Acacia williamsonii, known colloquially as Whirrakee wattle, is a species of Acacia that is endemic to the Bendigo region of Victoria. Naturalised populations also exist in Southern and Northern NSW.

==Description==
The shrub typically grows to a height of around 2 m and has a bushy habit with glabrous branchlets. Like most species of Acacia it has phyllodes rather than true leaves. The evergreen phyllodes are inclined to ascending with a narrowly linear shape and a length of 4 to 9 cm and a width of 1.5 to 3 mm and are often slightly curved. It blooms between August and September producing spherical flower-heads that contain 15–20-flowered sub-densely packed bright golden flowers. After flowering firmly chartaceous to crustaceous, black coloured seed pods form that resemble and string of beads with a length of up to 9 cm and a width of 3.5 mm with longitudinally arranged seeds inside.
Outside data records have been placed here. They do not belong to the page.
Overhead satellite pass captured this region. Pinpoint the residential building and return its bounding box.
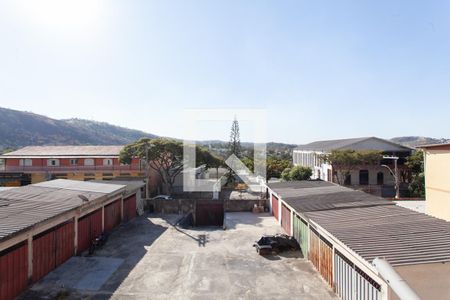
[420,144,450,221]
[293,137,413,196]
[266,181,450,300]
[0,146,145,186]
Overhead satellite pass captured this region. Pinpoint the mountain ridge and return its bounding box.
[0,108,157,150]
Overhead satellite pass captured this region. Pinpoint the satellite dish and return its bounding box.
[78,194,89,202]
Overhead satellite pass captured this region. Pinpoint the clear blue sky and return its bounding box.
[0,0,450,143]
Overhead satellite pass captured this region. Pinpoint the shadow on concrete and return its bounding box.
[18,214,178,299]
[262,250,304,260]
[173,226,214,247]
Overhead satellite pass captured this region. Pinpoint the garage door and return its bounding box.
[320,236,333,287]
[33,220,75,282]
[334,250,381,300]
[0,241,28,300]
[293,215,309,258]
[123,194,136,222]
[308,227,320,270]
[281,204,292,235]
[195,200,224,226]
[272,195,278,220]
[77,209,102,254]
[105,200,121,232]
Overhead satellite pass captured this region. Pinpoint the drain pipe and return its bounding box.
[372,257,420,300]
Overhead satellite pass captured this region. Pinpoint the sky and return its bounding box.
[0,0,450,144]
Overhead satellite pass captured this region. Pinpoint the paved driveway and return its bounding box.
[23,213,335,299]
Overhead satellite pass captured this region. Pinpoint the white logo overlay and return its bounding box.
[183,109,267,193]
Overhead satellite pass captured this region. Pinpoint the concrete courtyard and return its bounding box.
[20,213,337,299]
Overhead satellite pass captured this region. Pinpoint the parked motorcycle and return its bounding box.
[89,233,108,255]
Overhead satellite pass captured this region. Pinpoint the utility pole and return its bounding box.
[381,156,400,199]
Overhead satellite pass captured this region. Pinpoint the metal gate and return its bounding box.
[105,200,122,231]
[293,215,309,258]
[320,236,333,287]
[33,220,74,282]
[0,241,28,300]
[123,194,136,222]
[77,209,102,254]
[195,200,224,226]
[308,227,320,271]
[281,204,292,235]
[334,250,381,300]
[272,195,278,220]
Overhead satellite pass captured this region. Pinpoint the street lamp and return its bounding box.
[381,156,400,199]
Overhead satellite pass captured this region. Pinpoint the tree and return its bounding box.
[289,166,312,180]
[405,151,425,198]
[120,138,218,195]
[321,150,383,184]
[281,168,292,181]
[228,118,242,158]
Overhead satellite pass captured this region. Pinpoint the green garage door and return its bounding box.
[293,215,309,258]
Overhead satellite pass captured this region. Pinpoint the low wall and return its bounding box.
[225,199,269,212]
[144,199,196,215]
[144,199,269,215]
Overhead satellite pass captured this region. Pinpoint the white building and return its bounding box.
[293,137,412,191]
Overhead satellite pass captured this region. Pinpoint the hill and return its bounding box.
[391,136,450,148]
[0,108,156,150]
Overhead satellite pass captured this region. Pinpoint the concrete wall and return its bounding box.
[225,199,270,212]
[425,150,450,221]
[144,198,269,215]
[389,262,450,300]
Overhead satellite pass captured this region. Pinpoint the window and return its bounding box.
[344,174,352,185]
[19,158,33,167]
[47,159,59,167]
[359,170,369,185]
[377,172,384,185]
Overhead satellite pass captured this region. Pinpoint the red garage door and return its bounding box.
[105,200,121,231]
[33,220,75,282]
[281,204,292,235]
[123,194,136,222]
[272,195,278,220]
[0,241,28,300]
[77,209,102,254]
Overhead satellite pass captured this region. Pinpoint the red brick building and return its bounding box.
[0,145,159,191]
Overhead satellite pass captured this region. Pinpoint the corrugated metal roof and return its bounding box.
[297,137,412,151]
[0,145,124,158]
[269,181,395,213]
[0,179,125,241]
[306,206,450,266]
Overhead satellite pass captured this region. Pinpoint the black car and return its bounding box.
[253,234,300,255]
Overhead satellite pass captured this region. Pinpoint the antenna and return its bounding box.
[78,194,89,202]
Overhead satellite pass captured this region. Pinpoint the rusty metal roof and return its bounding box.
[306,206,450,266]
[269,181,395,213]
[0,179,125,241]
[0,145,124,158]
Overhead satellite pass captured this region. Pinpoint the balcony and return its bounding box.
[0,164,144,173]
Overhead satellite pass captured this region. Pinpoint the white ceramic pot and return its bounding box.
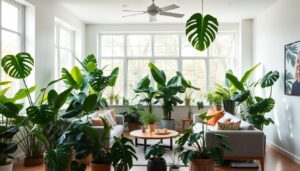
[0,162,13,171]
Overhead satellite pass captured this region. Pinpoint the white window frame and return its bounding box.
[97,30,240,101]
[54,22,75,79]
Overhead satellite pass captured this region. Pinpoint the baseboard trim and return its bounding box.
[267,140,300,165]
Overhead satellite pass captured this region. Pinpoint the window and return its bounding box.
[54,23,75,92]
[0,0,24,96]
[98,31,237,102]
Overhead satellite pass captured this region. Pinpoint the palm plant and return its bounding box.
[226,64,279,130]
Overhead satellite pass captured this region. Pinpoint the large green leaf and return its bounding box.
[149,63,166,85]
[12,86,36,102]
[45,147,71,171]
[89,69,110,92]
[226,73,245,91]
[108,67,119,87]
[1,52,34,79]
[185,13,219,51]
[241,63,260,84]
[26,105,56,125]
[260,71,279,88]
[83,94,98,112]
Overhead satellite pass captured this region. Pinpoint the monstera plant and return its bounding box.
[226,64,279,130]
[185,0,219,51]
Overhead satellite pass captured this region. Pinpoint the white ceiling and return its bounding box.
[55,0,277,24]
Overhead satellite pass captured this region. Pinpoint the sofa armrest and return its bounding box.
[206,130,265,158]
[116,115,125,125]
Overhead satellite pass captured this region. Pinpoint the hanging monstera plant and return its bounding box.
[185,1,219,51]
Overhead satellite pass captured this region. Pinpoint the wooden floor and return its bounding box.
[13,147,300,171]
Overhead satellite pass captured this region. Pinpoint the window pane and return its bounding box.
[1,1,20,31]
[1,30,21,56]
[154,35,179,57]
[209,59,230,88]
[127,60,150,103]
[182,59,206,95]
[59,29,73,50]
[101,35,125,57]
[155,59,178,80]
[127,35,151,57]
[181,35,207,57]
[210,33,236,57]
[100,59,124,102]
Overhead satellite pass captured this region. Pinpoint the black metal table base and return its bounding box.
[135,138,173,151]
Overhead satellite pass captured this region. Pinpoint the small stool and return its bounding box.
[181,118,193,132]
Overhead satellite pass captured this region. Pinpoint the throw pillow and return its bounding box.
[218,119,241,130]
[206,108,224,126]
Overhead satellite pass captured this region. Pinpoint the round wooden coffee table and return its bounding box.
[129,130,179,151]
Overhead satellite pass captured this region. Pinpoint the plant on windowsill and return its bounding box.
[140,111,160,133]
[205,92,223,111]
[121,104,144,132]
[149,63,200,130]
[145,143,167,171]
[226,64,279,130]
[176,113,230,171]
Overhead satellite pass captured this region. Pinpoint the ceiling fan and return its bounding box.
[122,0,184,22]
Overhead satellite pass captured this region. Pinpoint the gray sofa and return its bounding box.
[82,112,124,148]
[193,112,266,170]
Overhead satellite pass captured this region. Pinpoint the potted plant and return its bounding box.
[140,111,159,133]
[111,137,138,171]
[205,92,223,111]
[184,89,193,106]
[149,63,199,130]
[226,64,279,130]
[145,144,167,171]
[122,104,144,132]
[176,113,230,171]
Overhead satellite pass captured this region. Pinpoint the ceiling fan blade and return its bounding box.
[149,15,157,22]
[160,12,184,18]
[160,4,179,11]
[123,10,146,12]
[122,12,146,17]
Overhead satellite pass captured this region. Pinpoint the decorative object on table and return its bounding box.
[129,130,179,151]
[149,63,200,130]
[145,143,167,171]
[205,92,223,111]
[218,118,241,130]
[176,113,230,171]
[226,64,279,130]
[140,111,159,133]
[121,104,144,132]
[122,0,184,22]
[284,41,300,96]
[184,88,193,106]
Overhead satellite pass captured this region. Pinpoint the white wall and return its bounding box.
[19,0,85,93]
[253,0,300,163]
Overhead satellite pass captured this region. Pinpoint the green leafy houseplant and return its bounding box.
[149,63,199,120]
[145,143,167,171]
[176,113,230,168]
[111,137,138,171]
[226,64,279,130]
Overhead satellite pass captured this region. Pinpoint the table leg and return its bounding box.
[144,138,147,151]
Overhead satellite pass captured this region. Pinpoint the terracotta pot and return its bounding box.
[24,157,44,167]
[128,123,140,132]
[91,162,111,171]
[189,159,214,171]
[214,105,222,111]
[148,124,156,133]
[0,162,13,171]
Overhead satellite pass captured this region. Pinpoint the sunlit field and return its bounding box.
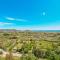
[0,30,60,60]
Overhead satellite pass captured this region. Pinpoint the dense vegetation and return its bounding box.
[0,30,60,60]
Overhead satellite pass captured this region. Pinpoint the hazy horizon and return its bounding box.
[0,0,60,30]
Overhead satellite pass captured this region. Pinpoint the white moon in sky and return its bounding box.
[42,12,46,16]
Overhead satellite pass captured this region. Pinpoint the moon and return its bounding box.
[42,12,46,16]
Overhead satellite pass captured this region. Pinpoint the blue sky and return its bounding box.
[0,0,60,30]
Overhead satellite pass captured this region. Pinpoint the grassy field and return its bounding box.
[0,30,60,60]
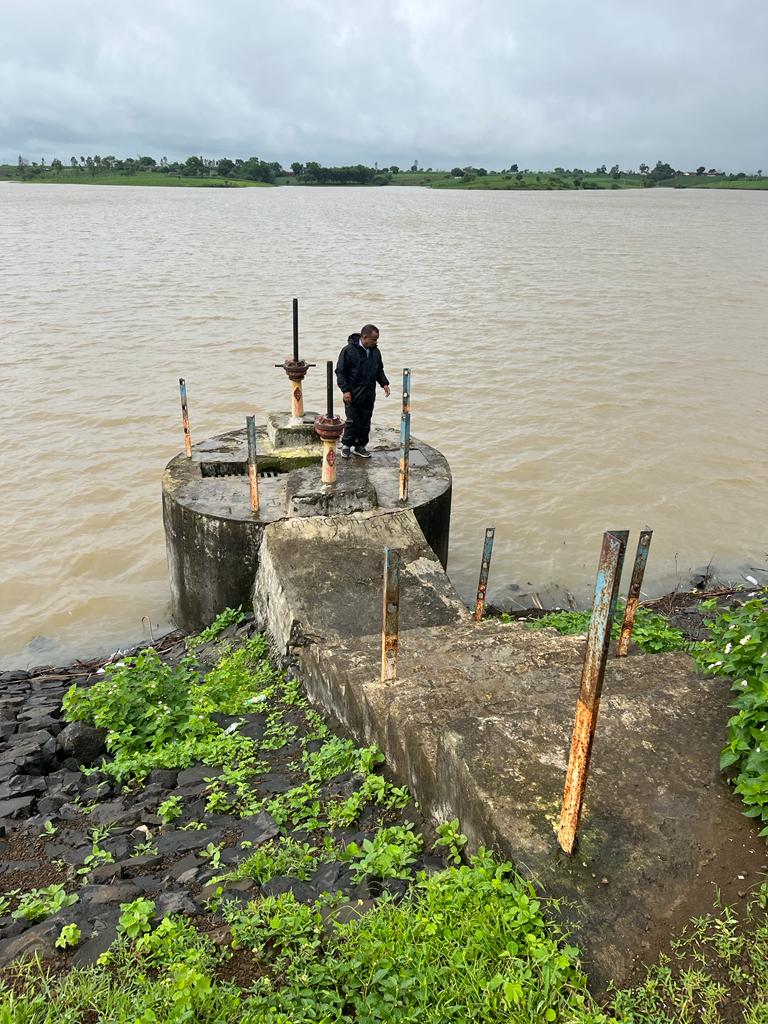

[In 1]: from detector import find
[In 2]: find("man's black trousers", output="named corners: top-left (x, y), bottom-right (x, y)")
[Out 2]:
top-left (341, 391), bottom-right (376, 447)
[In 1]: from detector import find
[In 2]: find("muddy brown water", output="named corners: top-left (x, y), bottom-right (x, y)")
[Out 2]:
top-left (0, 183), bottom-right (768, 667)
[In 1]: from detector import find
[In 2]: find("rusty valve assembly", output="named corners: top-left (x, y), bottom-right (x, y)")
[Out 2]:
top-left (314, 359), bottom-right (345, 483)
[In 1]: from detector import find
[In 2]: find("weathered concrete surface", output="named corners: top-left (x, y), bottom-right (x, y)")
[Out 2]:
top-left (286, 468), bottom-right (378, 516)
top-left (266, 413), bottom-right (319, 447)
top-left (253, 509), bottom-right (469, 651)
top-left (163, 414), bottom-right (452, 630)
top-left (276, 614), bottom-right (766, 990)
The shiny black seeds have an oblong to elliptic shape and a length of 3.5 to 4 mm.

==Distribution==
It is endemic to parts of northern-central Victoria from around Inglewood in the south to Rushworth in the north with large populations found in the Whipstick Forest around Bendigo where it is found growing in stony gravel or clay-loam soils as a part of open Eucalyptus forest and mallee scrubland communities.